Ove Lindström wrote:
Otmane Malih wrote:
When you enter www.domain.com it's like you type xx.yy.zz.aa:8080/Portal
Well... No.... there are no such thing a port resolving in a DNS entry. You can do it if you have a proxy that receives all the calls on www.domain.com and forwards them to xx.yy.zz.aa:8080. In Apache HTTPD it is done using the mod_proxy. (http://httpd.apache.org/docs/2.2/mod/mod_proxy.html)
Otmane Malih wrote:
For now i think it's a problem of permission. I think when the application tries to write the file to the temp directory, an exception is thrown, so when it tries to log it to the log file an other exception is thrown since the application can't write to the log file
Ove Lindström wrote:
Otmane Malih wrote:
For now i think it's a problem of permission.

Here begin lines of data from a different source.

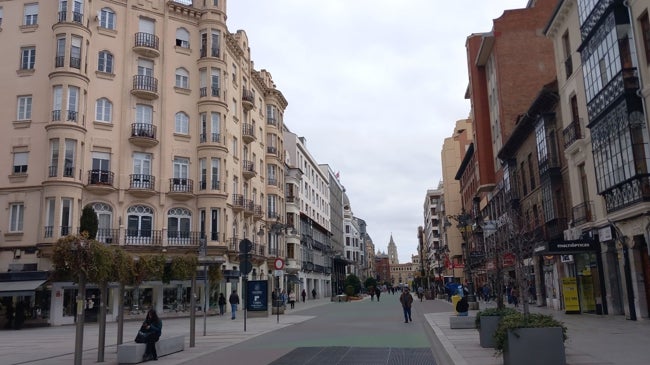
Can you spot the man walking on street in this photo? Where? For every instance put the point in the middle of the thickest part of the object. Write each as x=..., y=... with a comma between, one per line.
x=406, y=299
x=234, y=301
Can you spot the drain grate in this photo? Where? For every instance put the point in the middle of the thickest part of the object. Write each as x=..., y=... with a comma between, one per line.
x=356, y=356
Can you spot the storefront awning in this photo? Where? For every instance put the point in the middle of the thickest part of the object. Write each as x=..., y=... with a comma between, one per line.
x=19, y=288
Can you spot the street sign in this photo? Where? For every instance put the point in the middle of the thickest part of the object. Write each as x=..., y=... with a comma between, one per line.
x=245, y=245
x=246, y=267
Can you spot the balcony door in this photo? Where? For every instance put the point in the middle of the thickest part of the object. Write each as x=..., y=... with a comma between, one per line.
x=100, y=173
x=142, y=171
x=139, y=225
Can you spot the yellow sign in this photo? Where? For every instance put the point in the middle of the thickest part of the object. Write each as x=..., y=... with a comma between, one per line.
x=570, y=290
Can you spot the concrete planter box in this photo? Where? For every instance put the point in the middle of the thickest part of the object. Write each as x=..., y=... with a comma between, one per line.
x=535, y=346
x=489, y=325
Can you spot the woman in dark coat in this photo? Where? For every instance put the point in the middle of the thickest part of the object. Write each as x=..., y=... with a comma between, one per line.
x=153, y=325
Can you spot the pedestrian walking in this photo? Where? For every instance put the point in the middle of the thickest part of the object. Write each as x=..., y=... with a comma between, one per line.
x=462, y=307
x=234, y=302
x=514, y=293
x=222, y=304
x=152, y=327
x=292, y=299
x=407, y=300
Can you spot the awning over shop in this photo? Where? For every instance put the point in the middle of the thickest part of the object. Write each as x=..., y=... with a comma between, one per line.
x=293, y=279
x=19, y=288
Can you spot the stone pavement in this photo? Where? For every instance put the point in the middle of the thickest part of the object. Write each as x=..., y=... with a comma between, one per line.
x=55, y=345
x=592, y=340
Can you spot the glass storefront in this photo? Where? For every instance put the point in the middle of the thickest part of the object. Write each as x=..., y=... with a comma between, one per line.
x=588, y=280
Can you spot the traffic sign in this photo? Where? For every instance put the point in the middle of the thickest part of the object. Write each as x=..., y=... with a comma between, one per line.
x=246, y=267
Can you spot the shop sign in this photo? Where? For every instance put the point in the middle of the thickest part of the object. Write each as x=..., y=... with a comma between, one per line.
x=605, y=234
x=572, y=246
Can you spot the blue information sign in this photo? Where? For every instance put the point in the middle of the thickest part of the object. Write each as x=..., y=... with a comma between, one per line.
x=257, y=295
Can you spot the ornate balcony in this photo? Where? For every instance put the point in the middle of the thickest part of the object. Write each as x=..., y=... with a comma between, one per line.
x=141, y=185
x=249, y=207
x=583, y=213
x=181, y=188
x=142, y=237
x=248, y=133
x=143, y=135
x=100, y=181
x=146, y=44
x=145, y=87
x=248, y=169
x=247, y=99
x=237, y=203
x=572, y=133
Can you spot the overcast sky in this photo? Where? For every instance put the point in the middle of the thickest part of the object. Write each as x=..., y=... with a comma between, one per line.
x=374, y=86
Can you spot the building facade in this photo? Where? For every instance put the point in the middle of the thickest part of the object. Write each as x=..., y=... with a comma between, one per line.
x=314, y=217
x=166, y=153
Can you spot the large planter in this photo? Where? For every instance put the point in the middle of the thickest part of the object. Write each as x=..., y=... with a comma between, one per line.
x=489, y=325
x=534, y=346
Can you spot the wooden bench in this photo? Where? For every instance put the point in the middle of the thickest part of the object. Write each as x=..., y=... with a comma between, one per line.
x=131, y=353
x=462, y=322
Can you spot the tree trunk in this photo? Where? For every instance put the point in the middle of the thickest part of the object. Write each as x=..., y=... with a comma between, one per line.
x=103, y=295
x=79, y=334
x=120, y=314
x=193, y=311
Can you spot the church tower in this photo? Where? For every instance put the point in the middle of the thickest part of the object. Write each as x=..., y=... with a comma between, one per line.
x=392, y=252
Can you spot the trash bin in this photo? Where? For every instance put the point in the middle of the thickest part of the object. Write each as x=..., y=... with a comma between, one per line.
x=454, y=300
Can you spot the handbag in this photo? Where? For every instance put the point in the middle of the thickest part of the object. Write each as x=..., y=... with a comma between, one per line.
x=142, y=337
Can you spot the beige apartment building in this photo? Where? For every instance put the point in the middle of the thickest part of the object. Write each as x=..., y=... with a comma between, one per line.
x=152, y=113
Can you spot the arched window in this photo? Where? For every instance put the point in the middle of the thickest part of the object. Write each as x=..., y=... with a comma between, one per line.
x=139, y=224
x=182, y=124
x=182, y=38
x=105, y=218
x=179, y=223
x=105, y=62
x=182, y=78
x=107, y=18
x=104, y=110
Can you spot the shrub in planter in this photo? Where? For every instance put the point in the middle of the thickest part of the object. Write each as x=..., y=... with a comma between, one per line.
x=493, y=312
x=487, y=321
x=532, y=339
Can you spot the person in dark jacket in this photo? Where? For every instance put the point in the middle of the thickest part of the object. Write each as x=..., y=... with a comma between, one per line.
x=222, y=304
x=152, y=325
x=407, y=300
x=462, y=306
x=234, y=302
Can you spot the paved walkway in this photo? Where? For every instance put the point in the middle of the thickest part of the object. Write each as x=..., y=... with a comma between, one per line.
x=55, y=345
x=592, y=340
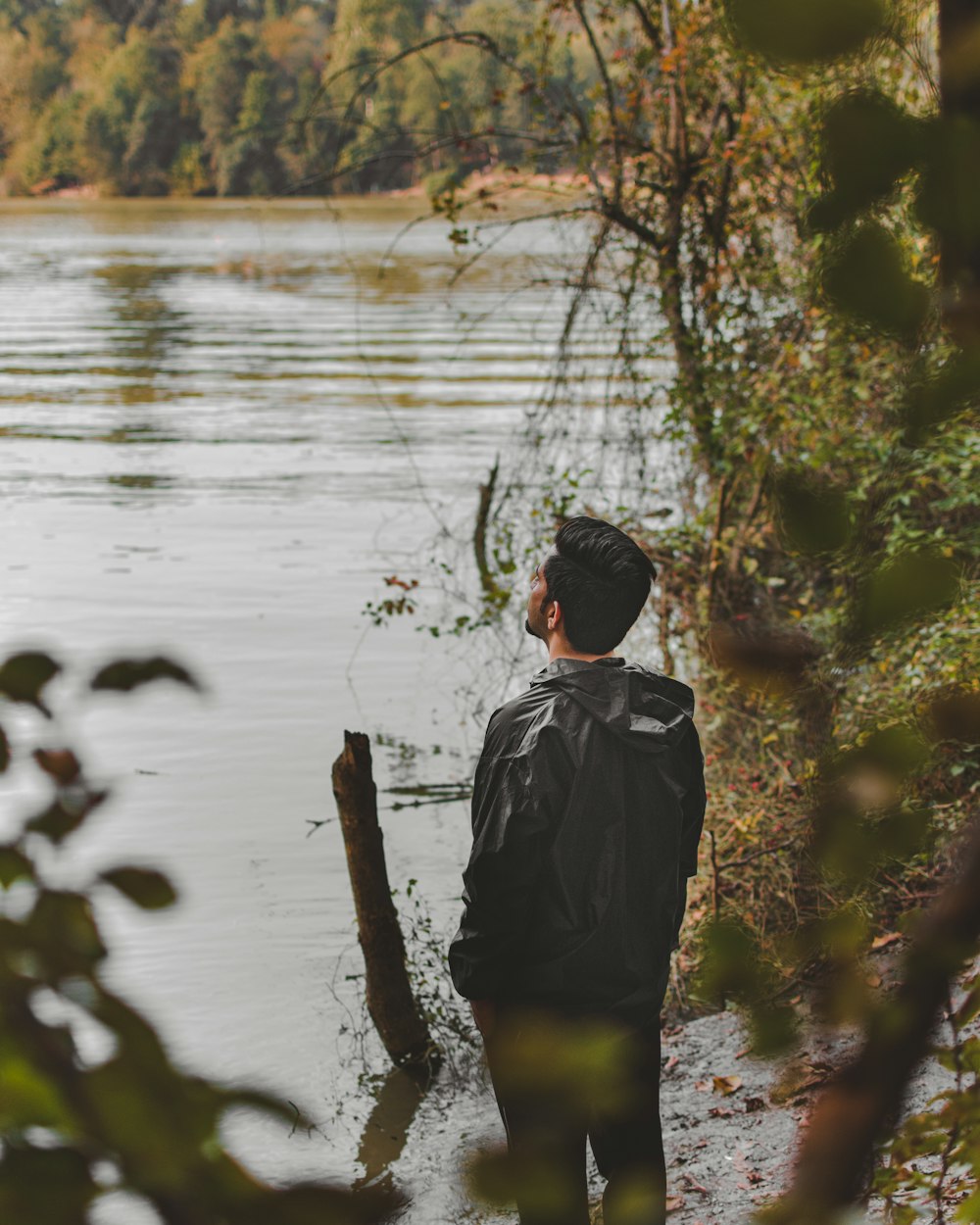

I think when the application tries to write the file to the temp directory, an exception is thrown, so when it tries to log it to the log file an other exception is thrown since the application can't write to the log file
No, I think it is because you don't really know your server setup...
I would think that when you enter http://www.domain.com/ it calls server with ip aa.aa.aa.aa that looks at the call and think "Lets forward this to xx.yy.zz.aa:8080/Portal".
The Tomcat at xx.yy.zz.aa then receives the call and tries to interpret it, but can't resolve any mapping that matches.
How does you servlet mapping look like?